15 Must-Know Autonomous Driving Interview Questions: Perception, Planning, and Control Full-Chain Coverage

Interview TopicsAuthor: BeautyResume Team

15 high-frequency autonomous driving interview questions: 3D detection/BEV perception/multi-sensor fusion, behavior prediction/motion planning/Lattice Planner, MPC/PID control, HD maps/simulation testing, with assessment points and answer directions

Background

I previously worked in traditional computer vision and transitioned to autonomous driving last year. I interviewed at about five or six companies working on autonomous driving, including EV startups, traditional automakers' autonomous driving divisions, and a few L4 startups. Honestly, autonomous driving interviews cover a very broad range—from perception to planning to control, each module could have its own set of interview questions. I've compiled 15 high-frequency must-know questions that basically cover the knowledge points interviewers love to test, hoping to help anyone currently preparing.

Interview Process Review

The interview process for autonomous driving positions typically follows: resume screening → first technical round (fundamentals + perception) → second technical round (planning + control) → third technical round (system design or deep project dive) → HR round.

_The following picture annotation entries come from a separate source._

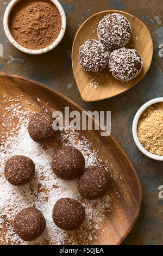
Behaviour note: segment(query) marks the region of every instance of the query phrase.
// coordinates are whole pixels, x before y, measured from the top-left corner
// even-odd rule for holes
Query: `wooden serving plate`
[[[131,81],[123,83],[115,79],[106,68],[98,74],[86,72],[78,61],[80,46],[88,39],[98,39],[97,29],[100,20],[105,15],[117,13],[122,14],[130,22],[133,35],[126,46],[135,48],[140,54],[143,62],[143,70]],[[153,46],[152,39],[147,27],[136,17],[124,11],[111,10],[101,11],[92,16],[81,26],[76,35],[72,52],[73,74],[83,100],[96,101],[117,95],[131,88],[140,82],[148,70],[152,59]],[[108,78],[109,76],[109,78]],[[91,88],[92,81],[98,86]]]
[[[49,110],[57,109],[64,113],[65,106],[69,107],[70,111],[77,111],[80,113],[84,110],[71,100],[46,86],[26,78],[1,72],[1,117],[5,107],[4,96],[6,95],[9,99],[21,95],[23,97],[20,97],[20,102],[21,101],[21,103],[26,105],[24,107],[36,112],[41,111],[42,105],[47,102],[48,102],[47,109]],[[40,99],[40,102],[37,100],[37,97]],[[33,102],[35,106],[26,104],[26,101]],[[4,126],[1,121],[1,133],[3,128]],[[121,179],[112,179],[109,192],[112,193],[112,209],[107,214],[106,220],[102,223],[104,227],[108,228],[109,231],[106,230],[102,233],[101,230],[96,230],[95,234],[97,239],[93,239],[89,244],[120,245],[133,228],[140,210],[142,194],[138,175],[127,154],[111,135],[101,137],[99,131],[81,131],[81,135],[89,136],[92,149],[98,149],[99,157],[103,158],[105,162],[108,161],[109,172],[112,177],[121,176]],[[116,187],[119,197],[114,192],[115,187]],[[5,233],[5,228],[3,231]],[[77,230],[75,233],[76,244],[83,245],[82,237],[78,236],[78,232],[79,231]],[[2,235],[1,233],[0,238]],[[77,240],[76,237],[80,238]],[[51,244],[50,242],[49,243]]]

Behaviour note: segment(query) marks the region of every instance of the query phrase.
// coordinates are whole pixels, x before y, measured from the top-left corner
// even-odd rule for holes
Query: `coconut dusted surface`
[[[71,198],[58,200],[53,209],[53,219],[55,224],[66,230],[73,230],[83,222],[85,212],[82,204]]]
[[[52,113],[43,111],[35,114],[30,119],[28,132],[35,142],[46,144],[52,141],[56,132],[53,129]]]
[[[58,177],[64,180],[74,180],[83,172],[85,159],[76,148],[62,147],[55,152],[51,164]]]
[[[113,76],[122,82],[135,78],[142,69],[143,62],[135,49],[115,50],[110,54],[109,69]]]
[[[104,168],[92,166],[86,169],[79,177],[77,188],[81,196],[95,199],[104,196],[111,185],[111,177]]]
[[[80,196],[77,188],[77,179],[69,181],[58,178],[54,175],[51,167],[54,152],[61,147],[70,146],[79,150],[84,155],[85,168],[98,164],[108,168],[108,163],[102,162],[97,151],[92,149],[92,142],[85,136],[81,137],[78,132],[67,131],[64,127],[52,143],[44,145],[35,142],[29,136],[28,126],[30,117],[38,112],[40,108],[33,100],[24,100],[23,95],[20,98],[8,97],[5,95],[4,97],[3,104],[0,105],[3,109],[3,128],[0,134],[0,160],[3,170],[0,173],[1,244],[87,245],[97,241],[97,232],[103,235],[105,232],[107,235],[111,234],[110,228],[104,227],[103,222],[107,220],[106,215],[109,215],[112,210],[111,197],[120,197],[117,190],[112,188],[111,193],[102,198],[90,202]],[[39,104],[41,103],[40,99],[36,101]],[[42,103],[41,107],[46,109],[47,103]],[[5,178],[5,164],[14,155],[26,155],[35,164],[35,175],[26,186],[11,186]],[[121,180],[117,175],[112,176],[112,179]],[[67,231],[58,228],[52,218],[55,203],[63,197],[78,200],[85,209],[85,219],[74,231]],[[14,232],[13,217],[23,209],[34,205],[43,215],[46,227],[39,237],[26,241]]]
[[[125,46],[132,31],[128,19],[122,14],[114,13],[104,17],[99,22],[97,34],[99,41],[109,49]]]
[[[79,49],[79,62],[86,71],[98,72],[106,66],[109,51],[97,40],[88,40]]]
[[[5,176],[9,182],[14,186],[27,185],[34,178],[34,174],[35,164],[26,156],[12,156],[5,164]]]
[[[35,207],[28,207],[18,212],[14,221],[14,231],[23,240],[32,241],[40,236],[45,230],[46,222]]]

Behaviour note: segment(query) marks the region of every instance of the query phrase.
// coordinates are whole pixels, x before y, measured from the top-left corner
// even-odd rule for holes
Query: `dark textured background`
[[[158,198],[158,187],[163,185],[162,162],[151,160],[137,149],[131,125],[138,108],[145,102],[163,96],[163,57],[158,45],[163,44],[162,0],[62,0],[67,26],[65,37],[53,51],[42,56],[30,56],[15,48],[3,30],[4,12],[10,1],[0,0],[0,43],[4,57],[0,58],[2,71],[25,76],[43,83],[70,97],[87,110],[111,111],[112,133],[129,154],[142,186],[142,204],[138,220],[123,245],[163,244],[163,199]],[[84,102],[73,75],[71,53],[73,39],[82,23],[96,13],[122,10],[135,16],[148,28],[154,53],[145,78],[128,92],[112,99],[95,103]]]

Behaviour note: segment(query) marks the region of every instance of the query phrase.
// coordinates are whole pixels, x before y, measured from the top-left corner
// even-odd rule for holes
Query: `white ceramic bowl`
[[[153,105],[153,104],[154,104],[155,103],[158,103],[158,102],[163,102],[163,97],[159,97],[159,98],[156,98],[154,99],[153,100],[149,100],[149,101],[148,101],[146,102],[145,104],[144,104],[141,108],[139,109],[136,114],[135,114],[135,116],[134,117],[133,123],[133,136],[134,139],[135,141],[135,142],[136,143],[136,146],[137,148],[140,149],[140,151],[142,153],[143,153],[146,156],[148,156],[148,157],[150,157],[152,159],[154,159],[155,160],[159,160],[159,161],[163,161],[163,156],[158,156],[157,155],[154,155],[154,154],[152,154],[148,151],[146,150],[141,144],[140,143],[138,137],[137,137],[137,122],[139,121],[139,119],[142,114],[142,113],[144,112],[144,111],[149,106]]]
[[[9,21],[10,13],[15,5],[21,1],[21,0],[11,0],[8,5],[4,13],[3,18],[3,26],[4,32],[9,40],[14,45],[14,46],[15,46],[18,50],[20,50],[22,52],[25,52],[26,53],[29,53],[30,54],[40,54],[42,53],[45,53],[46,52],[48,52],[49,51],[54,49],[54,48],[55,48],[60,43],[63,38],[66,28],[66,15],[64,10],[63,9],[61,4],[57,0],[49,0],[51,2],[53,3],[55,5],[57,6],[61,17],[61,29],[60,33],[55,41],[49,46],[46,48],[43,48],[43,49],[30,50],[25,48],[18,44],[12,36],[9,28]]]

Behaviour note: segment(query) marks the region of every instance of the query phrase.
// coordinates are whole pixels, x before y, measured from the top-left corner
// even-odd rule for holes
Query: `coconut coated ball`
[[[28,132],[33,141],[45,144],[55,137],[55,131],[53,129],[54,119],[52,113],[43,111],[32,117],[28,125]]]
[[[34,178],[35,166],[29,157],[14,156],[5,163],[4,175],[7,180],[14,186],[27,184]]]
[[[81,174],[77,188],[81,196],[88,199],[96,199],[104,196],[111,185],[111,178],[104,168],[92,166]]]
[[[83,172],[85,159],[78,149],[73,147],[64,146],[55,152],[51,165],[58,177],[64,180],[74,180]]]
[[[116,79],[124,82],[135,78],[142,65],[142,58],[136,50],[123,47],[111,53],[109,69]]]
[[[24,241],[39,237],[46,226],[45,218],[34,206],[28,207],[17,214],[14,220],[14,231]]]
[[[72,230],[78,228],[85,219],[82,204],[76,200],[65,198],[58,200],[53,210],[53,219],[60,228]]]
[[[129,41],[131,25],[122,14],[114,13],[104,17],[99,22],[97,34],[99,40],[110,50],[125,46]]]
[[[79,49],[79,62],[86,71],[98,72],[108,64],[109,53],[97,40],[88,40]]]

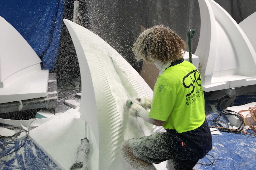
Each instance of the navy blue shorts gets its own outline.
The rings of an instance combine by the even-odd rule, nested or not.
[[[178,133],[174,130],[166,130],[129,140],[135,156],[150,163],[170,160],[176,169],[192,169],[212,148],[211,135],[206,120],[191,131]]]

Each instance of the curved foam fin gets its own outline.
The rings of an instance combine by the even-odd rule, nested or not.
[[[41,60],[22,36],[0,16],[0,82]]]
[[[201,25],[195,54],[200,57],[204,90],[255,84],[256,53],[245,34],[214,1],[198,2]]]
[[[1,16],[0,25],[0,103],[46,96],[48,70],[41,69],[35,52]]]
[[[132,169],[124,163],[119,148],[124,140],[149,135],[152,126],[126,114],[130,98],[153,96],[135,69],[100,37],[64,19],[78,55],[83,95],[79,111],[87,122],[93,149],[92,169]]]
[[[255,20],[256,20],[256,12],[251,14],[238,24],[248,38],[255,50],[256,50],[256,34],[255,34],[255,28],[256,27]]]

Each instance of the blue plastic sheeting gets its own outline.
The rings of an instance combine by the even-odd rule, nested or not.
[[[238,96],[234,101],[235,105],[243,105],[256,101],[255,95],[256,94],[251,96]],[[210,110],[206,119],[208,120],[211,120],[221,111],[218,106],[218,101],[207,99],[206,101]],[[228,122],[225,117],[223,116],[221,119]],[[252,133],[251,131],[249,132]],[[213,156],[214,163],[210,165],[198,164],[194,169],[200,170],[255,169],[256,137],[245,135],[242,133],[221,132],[222,135],[212,135],[213,149],[208,153]],[[24,139],[19,142],[15,141],[7,145],[2,144],[7,141],[3,140],[0,140],[0,170],[60,169],[40,149],[29,140],[18,150],[1,158],[21,146],[25,140]],[[210,164],[213,160],[211,156],[207,155],[199,160],[198,163]]]
[[[0,140],[0,170],[61,170],[41,150],[26,139],[15,141],[7,145],[3,144],[6,141]],[[10,153],[11,153],[1,158]]]
[[[53,68],[61,37],[64,0],[1,1],[0,15],[12,25],[42,61]]]

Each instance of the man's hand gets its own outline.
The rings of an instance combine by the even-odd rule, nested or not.
[[[142,106],[137,103],[133,103],[131,100],[128,100],[126,101],[126,106],[128,110],[128,112],[131,115],[135,117],[139,116],[139,111],[142,108]]]
[[[150,108],[152,104],[152,98],[150,97],[138,97],[136,98],[136,100],[139,104],[145,109]]]

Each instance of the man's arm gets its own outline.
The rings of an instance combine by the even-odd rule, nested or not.
[[[128,103],[130,101],[127,101],[126,106],[129,109],[128,112],[131,115],[141,117],[149,123],[156,126],[161,126],[164,124],[165,121],[149,117],[148,111],[138,103]]]

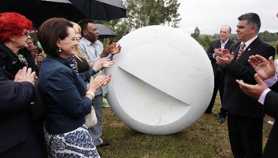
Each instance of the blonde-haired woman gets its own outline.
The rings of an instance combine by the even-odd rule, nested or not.
[[[78,24],[73,22],[71,22],[73,25],[73,28],[75,33],[75,40],[77,44],[79,44],[81,38],[80,35],[81,28]],[[75,47],[75,55],[69,56],[68,60],[72,69],[85,81],[88,81],[91,77],[96,74],[103,68],[111,67],[115,63],[115,61],[110,61],[110,59],[103,58],[97,61],[94,64],[93,68],[90,68],[89,61],[79,52],[77,45]],[[111,78],[111,74],[108,76],[109,78]]]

A very obvious characteristic is that interviewers will ask targeted questions based on your background. For example, if your resume mentions 3D object detection, they'll go from BEV perception all the way to multi-sensor fusion; if you wrote about planning, they'll go from behavior prediction to motion planning to spatiotemporal joint optimization. So whatever you put on your resume must withstand deep probing. A friend of mine was asked in a second-round interview, "How much does your 3D detection performance degrade at night, and how did you address it?" He hadn't prepared for that and froze on the spot.

Question Collection

1. Perception (5 Questions)

1. What are the mainstream methods for 3D object detection? What's the difference between PointPillars and CenterPoint?

Assessment point: Understanding the technical roadmap and representative methods of 3D detection.

Answer direction: 3D detection is mainly divided into point cloud methods and multi-modal methods. Point cloud methods are further divided into voxel-based (PointPillars, VoxelNet) and point-based (PointNet++, CenterPoint). PointPillars divides the point cloud into pillar-shaped voxels, uses PointNet to extract features, unfolds them into a pseudo-image, and then applies a 2D detection head. The advantage is fast speed, suitable for real-time deployment. CenterPoint first uses a backbone network to extract BEV features, then uses CenterHead to predict object center points and other attributes through keypoint heatmaps. CenterPoint's advantage is no NMS needed (since center points are unique), with higher accuracy but slightly slower speed. In practice, PointPillars is more commonly deployed, while CenterPoint performs better on academic benchmarks.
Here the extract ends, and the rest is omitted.